4. I wrote about architecture and design in Mexico City for the Globe and Mail's glossy StyleAdvisor magazine. The highlight of the trip was an exquisite lunch at Eduardo Garcia's restaurant Maximo Bistrot Local – housed in a former wheelchair shop that had been transformed into a serene, minimalist white space that the chef himself described to me as "very Barragan."

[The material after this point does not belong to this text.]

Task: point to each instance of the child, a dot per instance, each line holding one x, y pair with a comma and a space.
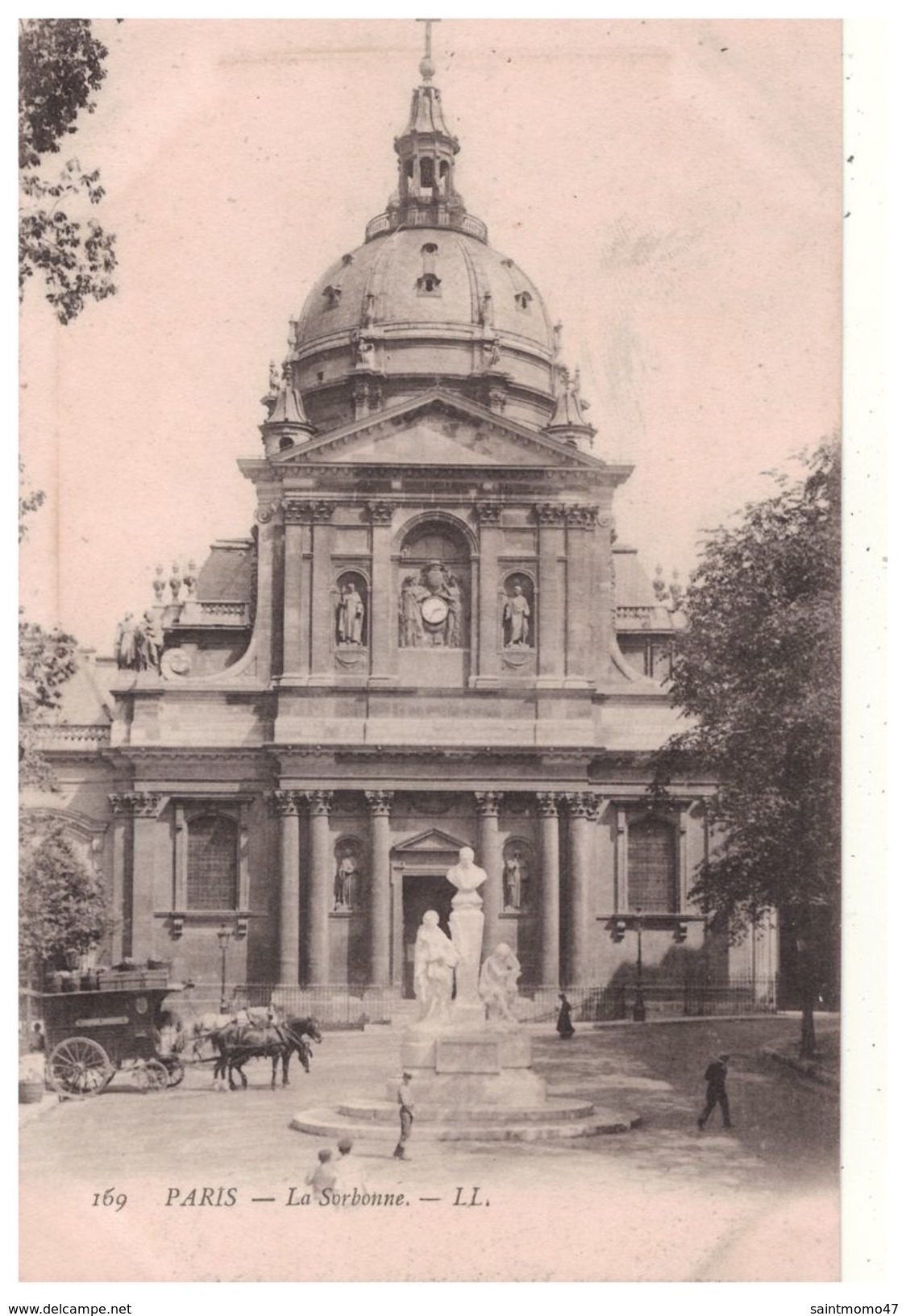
322, 1176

www.theglobeandmail.com/life/travel/destinations/mexico/article17807628

5. I wrote a travel piece about the city I call home. This I accomplished by using home-grown San Francisco technology to explore some exiting new corners of the city – with old friends and new ones alike – that I might not otherwise have noticed. I called the result, "Five digital postcards from the land of the new new thing." Even if technology sometimes makes us stupider, other times it can still make the world a brave new place to experience:

enroute.aircanada.com/en/articles/san-francisco-digital-postcards-technology

Have a great 2015 and thanks for reading.